Thursday, August 31, 2017

The Rainy Season

Summer is indisputably the rainy season in Hong Kong. We get more rain between June and August than in every month of winter, fall and spring combined. Between May and September, it will rain at least half the month. Guaranteed.

Summer is also typhoon season. But it's not that all the rain comes from typhoons. Summer will be rainy whether any typhoons come close or not. Typhoons form over the ocean every year, but they don't always hit us. Most will hit the Philippines, some will hit Japan or Taiwan, and pretty much every typhoon that is headed west will hit somewhere in China. But it's pretty hard to hit Hong Kong.

Whoever decided to build this city was smart. You have the natural harbor and mountains that make it interesting, and all of the economic advantages of international trade and opium wars, but two of Hong Kong's major advantages are the Philippines and Taiwan. Without them, we would be hit by multiple typhoons every year. I doubt Hong Kong would be the city it is today without that protection.

As it is, typhoons have to squeeze through a tiny passage to get to us. Almost every typhoon that collapses near here has already made landfall somewhere else. That makes them much weaker.

This typhoon season has been a little different. We have already had two tropical storms that slammed directly into us, Merbok and Roke, and one that landed close enough, Pakhar. That happens from time to time. Tropical Storm Roke slipped through our Philippines/Taiwan blockade. Pakhar slammed into the Philippines and slowed down before hitting us. Merbok was a little sneaky and formed west of the Philippines. It headed north, so there was nothing to protect Hong Kong.

But those were tropical storms. They bring a lot of rain, but this is the rainy season anyway. Hong Kong is not subject to flooding the way the Philippines and low lying parts of Mainland China are. Tropical storm winds are 75 mph or less. In a typhoon, it's the wind that really causes the most damage. We get tropical storms every year. Something we don't always get are typhoons.

On August 23, Typhoon Hato crashed right over Hong Kong and Macau before landing in Jinwan. It was the first time Hong Kong issued its highest warning system since Typhoon Vicente. That one caused a lot of damage. The streets looked exactly as you would expect streets to look after a super typhoon. Somehow, no one died.

Typhoon Hato was a little smaller, and not nearly as dramatic. At least in Hong Kong. I would like to say that the government learned from Vicente and made improvements to protect us, but we probably just got lucky.

Macau and Guangdong were not as lucky. Hato was Macau's strongest storm in 50 years. The army had to clean up debris. Government officials resigned. Ten people died. In the rest of China, a few hundred thousand people were left homeless and 19 people died. The damages were about US$3 billion.

You did not hear about Typhoon Hato on CNN because at the same time, Hurricane Harvey was hitting Texas. CNN is an American company, so obviously anything happening in the United States will always take precedence over anything anywhere else, and Harvey was definitely a newsworthy event.
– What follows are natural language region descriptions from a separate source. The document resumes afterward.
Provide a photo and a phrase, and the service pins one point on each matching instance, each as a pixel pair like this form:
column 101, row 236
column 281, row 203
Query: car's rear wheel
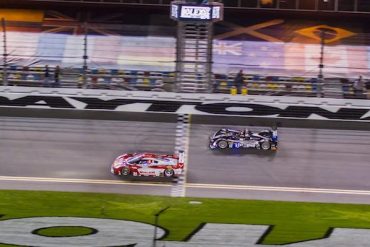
column 169, row 172
column 222, row 144
column 265, row 145
column 125, row 171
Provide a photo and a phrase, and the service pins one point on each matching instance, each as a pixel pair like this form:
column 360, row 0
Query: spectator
column 46, row 76
column 56, row 76
column 239, row 81
column 358, row 87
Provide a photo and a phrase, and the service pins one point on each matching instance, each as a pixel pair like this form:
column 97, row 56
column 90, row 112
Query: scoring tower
column 194, row 43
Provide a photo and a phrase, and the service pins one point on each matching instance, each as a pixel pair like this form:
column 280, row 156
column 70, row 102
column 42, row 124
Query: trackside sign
column 189, row 107
column 110, row 232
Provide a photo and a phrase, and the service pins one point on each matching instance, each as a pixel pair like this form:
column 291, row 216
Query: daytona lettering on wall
column 110, row 232
column 189, row 107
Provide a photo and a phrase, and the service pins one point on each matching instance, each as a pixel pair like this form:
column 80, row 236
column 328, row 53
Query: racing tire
column 222, row 144
column 125, row 171
column 265, row 145
column 169, row 173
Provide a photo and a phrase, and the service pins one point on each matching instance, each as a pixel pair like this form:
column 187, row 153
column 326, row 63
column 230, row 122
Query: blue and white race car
column 231, row 138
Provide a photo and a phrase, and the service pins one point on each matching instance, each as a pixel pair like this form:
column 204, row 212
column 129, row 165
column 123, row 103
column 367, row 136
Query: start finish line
column 110, row 232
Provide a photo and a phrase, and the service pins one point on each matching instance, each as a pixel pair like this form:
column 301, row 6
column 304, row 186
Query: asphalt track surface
column 75, row 155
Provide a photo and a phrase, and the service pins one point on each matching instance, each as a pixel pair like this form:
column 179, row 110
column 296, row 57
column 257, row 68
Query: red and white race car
column 148, row 164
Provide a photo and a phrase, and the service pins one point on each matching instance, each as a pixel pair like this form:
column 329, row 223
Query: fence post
column 85, row 57
column 5, row 54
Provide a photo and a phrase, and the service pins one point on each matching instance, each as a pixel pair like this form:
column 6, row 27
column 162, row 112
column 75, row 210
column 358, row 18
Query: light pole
column 156, row 219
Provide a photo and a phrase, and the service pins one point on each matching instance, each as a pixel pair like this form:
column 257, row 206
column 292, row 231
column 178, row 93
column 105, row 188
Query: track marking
column 79, row 181
column 189, row 185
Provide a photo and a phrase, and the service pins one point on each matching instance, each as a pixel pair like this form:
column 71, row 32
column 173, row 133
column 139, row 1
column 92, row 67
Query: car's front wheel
column 265, row 145
column 222, row 144
column 125, row 171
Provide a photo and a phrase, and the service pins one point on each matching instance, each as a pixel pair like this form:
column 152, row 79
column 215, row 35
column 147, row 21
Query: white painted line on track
column 189, row 185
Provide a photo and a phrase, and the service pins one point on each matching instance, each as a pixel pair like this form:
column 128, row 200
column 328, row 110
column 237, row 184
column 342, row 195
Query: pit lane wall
column 204, row 108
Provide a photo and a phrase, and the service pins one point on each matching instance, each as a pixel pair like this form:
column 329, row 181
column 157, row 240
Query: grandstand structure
column 277, row 59
column 345, row 6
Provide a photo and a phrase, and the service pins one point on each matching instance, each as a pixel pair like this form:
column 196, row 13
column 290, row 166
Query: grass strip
column 292, row 221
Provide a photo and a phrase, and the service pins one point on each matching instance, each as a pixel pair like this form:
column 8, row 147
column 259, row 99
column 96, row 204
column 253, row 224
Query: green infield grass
column 292, row 221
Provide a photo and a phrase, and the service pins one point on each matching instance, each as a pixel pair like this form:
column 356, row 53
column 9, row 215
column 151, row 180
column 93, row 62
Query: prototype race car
column 230, row 138
column 148, row 164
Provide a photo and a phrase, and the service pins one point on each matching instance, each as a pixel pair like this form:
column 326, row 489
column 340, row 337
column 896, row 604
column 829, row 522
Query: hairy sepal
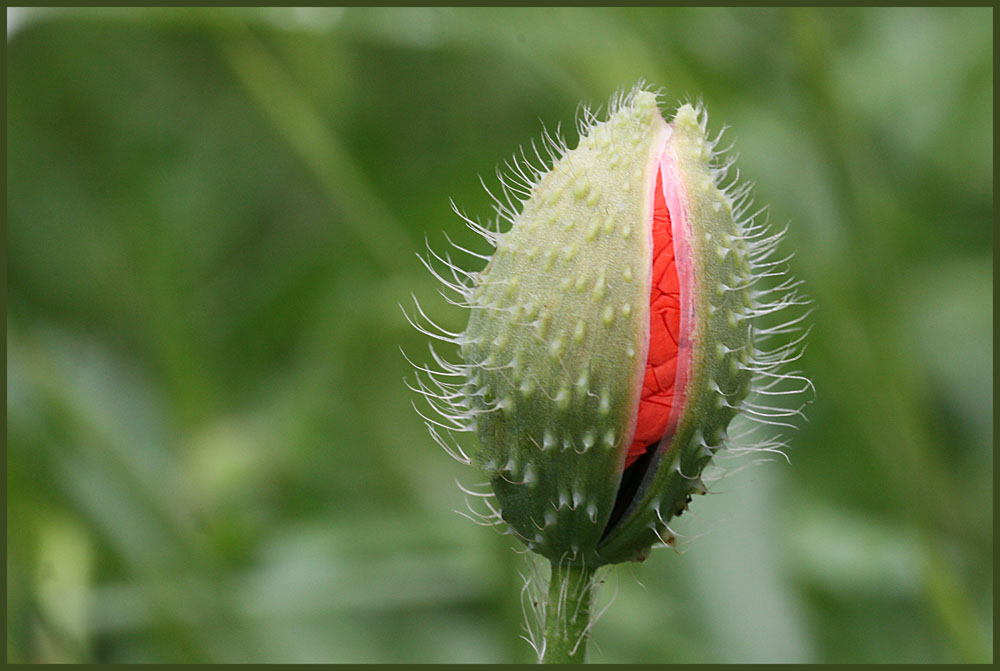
column 716, row 280
column 557, row 339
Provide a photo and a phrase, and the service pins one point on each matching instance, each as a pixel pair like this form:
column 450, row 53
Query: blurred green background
column 212, row 216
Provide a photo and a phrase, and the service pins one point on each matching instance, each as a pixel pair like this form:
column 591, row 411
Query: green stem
column 567, row 614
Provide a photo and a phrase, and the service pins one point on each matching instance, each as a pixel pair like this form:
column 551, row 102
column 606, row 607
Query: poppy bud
column 611, row 335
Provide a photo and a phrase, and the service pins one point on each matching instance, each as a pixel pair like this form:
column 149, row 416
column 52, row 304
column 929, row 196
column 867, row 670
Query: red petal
column 658, row 396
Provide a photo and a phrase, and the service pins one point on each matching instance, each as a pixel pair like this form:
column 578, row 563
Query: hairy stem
column 567, row 614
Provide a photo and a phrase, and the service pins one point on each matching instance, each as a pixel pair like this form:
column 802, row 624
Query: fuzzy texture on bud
column 611, row 335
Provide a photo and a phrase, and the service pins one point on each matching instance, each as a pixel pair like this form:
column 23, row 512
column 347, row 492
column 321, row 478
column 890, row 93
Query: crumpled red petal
column 658, row 393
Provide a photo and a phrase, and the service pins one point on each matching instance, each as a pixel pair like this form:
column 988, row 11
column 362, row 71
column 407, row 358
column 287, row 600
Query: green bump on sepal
column 722, row 335
column 573, row 331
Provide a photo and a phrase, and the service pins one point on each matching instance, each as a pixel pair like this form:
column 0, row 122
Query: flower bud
column 610, row 338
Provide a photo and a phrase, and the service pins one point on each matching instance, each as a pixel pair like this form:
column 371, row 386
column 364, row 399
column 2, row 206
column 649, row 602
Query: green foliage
column 211, row 219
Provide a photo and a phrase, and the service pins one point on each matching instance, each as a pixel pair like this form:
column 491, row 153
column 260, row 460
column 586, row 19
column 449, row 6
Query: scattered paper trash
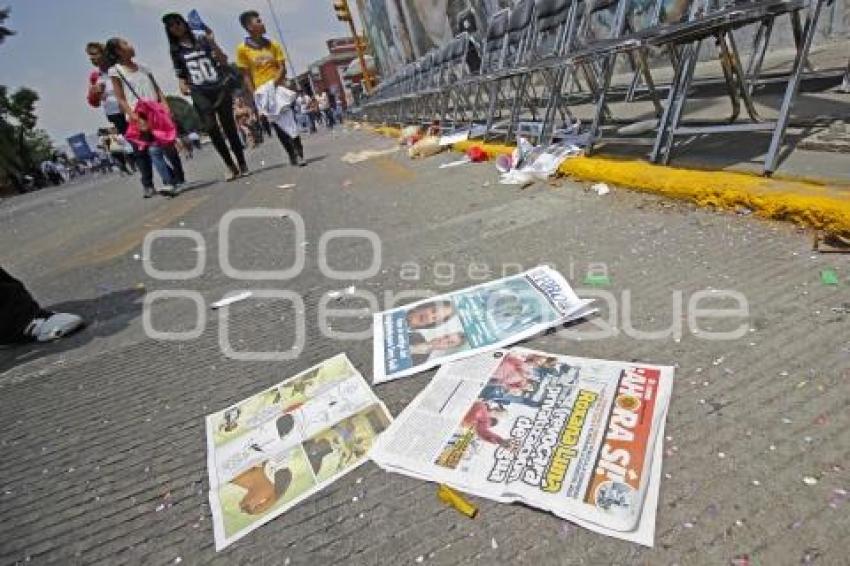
column 357, row 156
column 477, row 154
column 463, row 161
column 829, row 277
column 597, row 280
column 410, row 135
column 600, row 189
column 477, row 448
column 426, row 147
column 231, row 299
column 538, row 165
column 504, row 163
column 453, row 138
column 248, row 488
column 454, row 499
column 522, row 151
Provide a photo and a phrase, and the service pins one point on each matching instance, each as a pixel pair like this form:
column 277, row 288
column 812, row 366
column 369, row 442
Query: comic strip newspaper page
column 269, row 452
column 440, row 329
column 577, row 437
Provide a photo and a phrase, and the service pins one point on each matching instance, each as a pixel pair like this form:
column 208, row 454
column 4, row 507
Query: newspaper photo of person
column 416, row 337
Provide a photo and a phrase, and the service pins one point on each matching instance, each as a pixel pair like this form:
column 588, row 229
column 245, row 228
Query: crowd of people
column 236, row 109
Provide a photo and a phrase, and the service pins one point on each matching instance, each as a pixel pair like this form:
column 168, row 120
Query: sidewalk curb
column 822, row 204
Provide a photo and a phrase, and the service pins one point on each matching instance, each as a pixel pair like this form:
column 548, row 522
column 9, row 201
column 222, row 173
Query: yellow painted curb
column 816, row 203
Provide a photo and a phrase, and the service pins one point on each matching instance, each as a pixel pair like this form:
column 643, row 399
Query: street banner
column 425, row 334
column 578, row 437
column 276, row 448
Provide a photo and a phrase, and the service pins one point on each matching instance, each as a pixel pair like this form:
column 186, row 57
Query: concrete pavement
column 103, row 435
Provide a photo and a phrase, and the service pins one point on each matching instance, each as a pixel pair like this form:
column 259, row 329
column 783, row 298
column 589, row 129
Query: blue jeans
column 167, row 163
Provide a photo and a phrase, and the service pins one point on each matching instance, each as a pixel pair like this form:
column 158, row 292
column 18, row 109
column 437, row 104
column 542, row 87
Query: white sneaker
column 53, row 326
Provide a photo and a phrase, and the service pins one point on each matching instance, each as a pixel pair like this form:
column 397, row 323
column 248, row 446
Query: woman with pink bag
column 152, row 131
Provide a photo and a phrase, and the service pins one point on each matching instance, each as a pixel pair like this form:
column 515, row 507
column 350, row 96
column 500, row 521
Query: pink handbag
column 161, row 129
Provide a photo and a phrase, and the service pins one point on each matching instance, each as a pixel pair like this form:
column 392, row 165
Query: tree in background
column 22, row 146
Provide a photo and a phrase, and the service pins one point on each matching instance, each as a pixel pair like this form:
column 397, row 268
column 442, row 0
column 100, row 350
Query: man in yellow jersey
column 262, row 60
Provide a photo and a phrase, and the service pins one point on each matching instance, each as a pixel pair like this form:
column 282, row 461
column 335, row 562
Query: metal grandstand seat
column 719, row 24
column 502, row 81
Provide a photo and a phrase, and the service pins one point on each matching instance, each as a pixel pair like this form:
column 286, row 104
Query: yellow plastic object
column 453, row 499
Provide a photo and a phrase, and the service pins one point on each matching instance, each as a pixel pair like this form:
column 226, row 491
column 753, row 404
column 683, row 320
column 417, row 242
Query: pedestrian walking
column 201, row 71
column 325, row 108
column 339, row 111
column 100, row 93
column 22, row 319
column 263, row 68
column 315, row 114
column 304, row 102
column 151, row 128
column 113, row 143
column 246, row 121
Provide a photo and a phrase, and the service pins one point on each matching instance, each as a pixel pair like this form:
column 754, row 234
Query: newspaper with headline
column 415, row 337
column 581, row 438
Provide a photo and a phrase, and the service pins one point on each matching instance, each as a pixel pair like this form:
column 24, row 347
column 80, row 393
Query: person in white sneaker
column 23, row 320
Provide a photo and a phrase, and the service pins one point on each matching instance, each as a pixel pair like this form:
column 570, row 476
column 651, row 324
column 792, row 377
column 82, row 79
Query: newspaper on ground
column 274, row 449
column 540, row 164
column 425, row 334
column 462, row 135
column 353, row 157
column 578, row 437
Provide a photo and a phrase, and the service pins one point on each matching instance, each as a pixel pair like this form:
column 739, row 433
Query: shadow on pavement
column 194, row 186
column 105, row 315
column 316, row 158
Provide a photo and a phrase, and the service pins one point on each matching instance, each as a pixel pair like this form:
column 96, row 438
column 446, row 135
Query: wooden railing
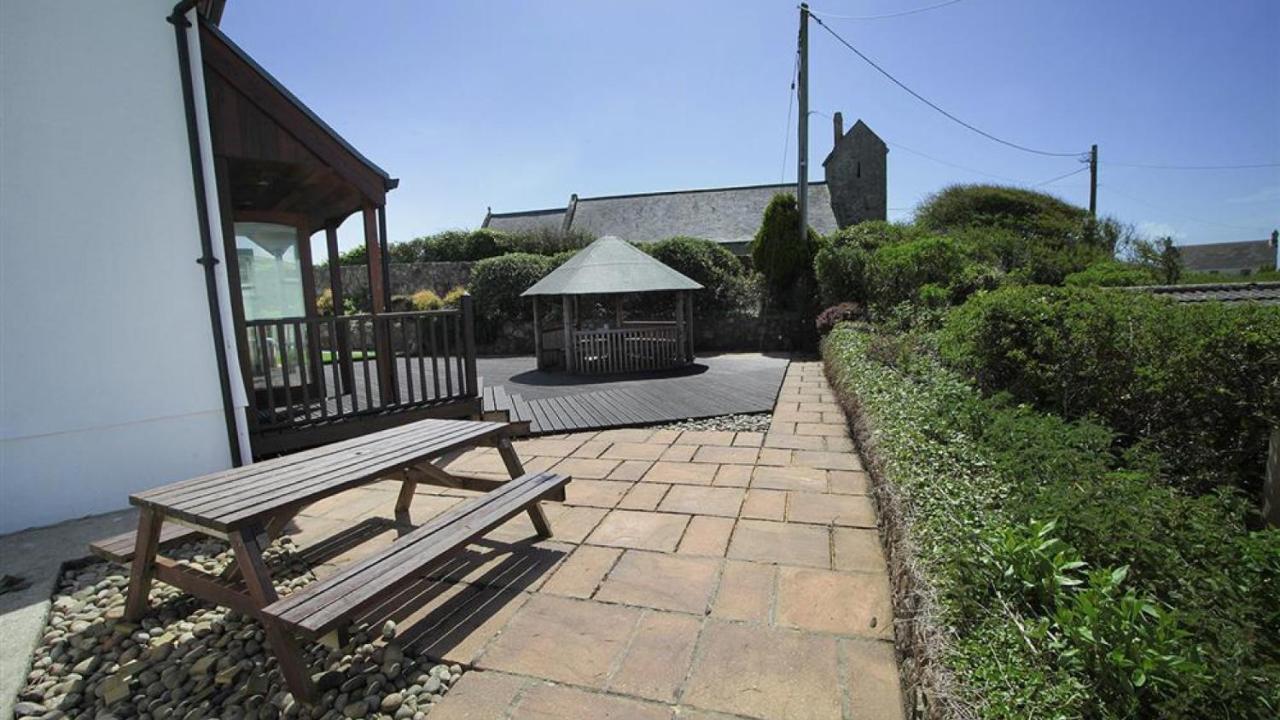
column 638, row 346
column 316, row 369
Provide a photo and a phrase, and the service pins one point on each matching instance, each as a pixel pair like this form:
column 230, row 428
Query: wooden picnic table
column 250, row 505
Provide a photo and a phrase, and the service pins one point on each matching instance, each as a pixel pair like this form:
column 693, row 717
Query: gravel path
column 188, row 660
column 754, row 423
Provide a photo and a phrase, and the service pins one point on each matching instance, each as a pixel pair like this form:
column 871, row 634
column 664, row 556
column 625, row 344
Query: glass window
column 270, row 272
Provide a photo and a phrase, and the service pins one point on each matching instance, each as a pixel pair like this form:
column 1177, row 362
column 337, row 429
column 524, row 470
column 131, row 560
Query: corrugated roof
column 611, row 265
column 720, row 214
column 1266, row 294
column 1243, row 255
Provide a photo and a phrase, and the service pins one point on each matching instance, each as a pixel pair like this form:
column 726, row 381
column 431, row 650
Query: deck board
column 627, row 404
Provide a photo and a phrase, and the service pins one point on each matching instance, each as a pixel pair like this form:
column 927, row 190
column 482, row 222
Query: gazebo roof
column 611, row 265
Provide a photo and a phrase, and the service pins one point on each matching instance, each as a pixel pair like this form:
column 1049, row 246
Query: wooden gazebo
column 594, row 333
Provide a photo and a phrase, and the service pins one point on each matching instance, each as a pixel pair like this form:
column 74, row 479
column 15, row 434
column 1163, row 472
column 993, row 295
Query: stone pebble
column 188, row 660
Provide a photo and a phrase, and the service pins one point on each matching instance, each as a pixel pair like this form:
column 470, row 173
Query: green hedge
column 1201, row 382
column 1111, row 273
column 1068, row 578
column 727, row 287
column 496, row 286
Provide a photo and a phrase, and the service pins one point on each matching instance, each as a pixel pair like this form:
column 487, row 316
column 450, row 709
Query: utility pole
column 1093, row 182
column 803, row 142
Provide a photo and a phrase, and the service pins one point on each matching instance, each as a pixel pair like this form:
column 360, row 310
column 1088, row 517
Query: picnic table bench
column 250, row 505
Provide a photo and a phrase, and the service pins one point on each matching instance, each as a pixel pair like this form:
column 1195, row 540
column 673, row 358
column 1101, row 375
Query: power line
column 941, row 162
column 786, row 136
column 926, row 9
column 1153, row 167
column 1051, row 181
column 1157, row 208
column 931, row 104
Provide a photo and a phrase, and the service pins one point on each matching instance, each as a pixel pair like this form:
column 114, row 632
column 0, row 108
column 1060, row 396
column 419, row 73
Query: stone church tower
column 856, row 174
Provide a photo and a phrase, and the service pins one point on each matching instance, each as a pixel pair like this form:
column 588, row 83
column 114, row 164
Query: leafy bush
column 429, row 300
column 1200, row 382
column 842, row 313
column 497, row 283
column 899, row 270
column 1023, row 212
column 727, row 287
column 841, row 264
column 324, row 304
column 777, row 250
column 456, row 246
column 1111, row 273
column 1138, row 601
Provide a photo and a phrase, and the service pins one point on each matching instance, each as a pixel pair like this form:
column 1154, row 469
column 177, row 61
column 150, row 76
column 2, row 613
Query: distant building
column 856, row 174
column 1230, row 258
column 855, row 191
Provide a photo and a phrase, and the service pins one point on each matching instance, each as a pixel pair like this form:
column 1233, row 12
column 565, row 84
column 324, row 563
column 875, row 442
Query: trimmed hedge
column 778, row 251
column 1056, row 575
column 1201, row 382
column 727, row 286
column 497, row 283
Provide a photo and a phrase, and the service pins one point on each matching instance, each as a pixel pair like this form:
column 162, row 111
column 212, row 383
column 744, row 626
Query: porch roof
column 611, row 265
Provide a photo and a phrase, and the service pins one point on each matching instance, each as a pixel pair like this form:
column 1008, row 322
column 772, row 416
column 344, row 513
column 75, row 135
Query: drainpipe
column 205, row 185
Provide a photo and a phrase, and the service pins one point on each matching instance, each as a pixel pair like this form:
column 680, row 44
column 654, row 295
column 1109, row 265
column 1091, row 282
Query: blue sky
column 517, row 104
But it would be nice if CNN finally recognized that more than one news story can take place at the same time. They spent four straight days talking about nothing but Harvey. There was some information in there that most of us would have never known otherwise, but one of CNN's biggest problems is talking about the same thing over and over, even when there is nothing new to report. They will repeat everything they said five minutes earlier. In between updates, they could acknowledge that there are other countries besides the United States. If you get all your news from CNN, you probably have no idea that most of the people on this planet live nowhere close to Wall Street.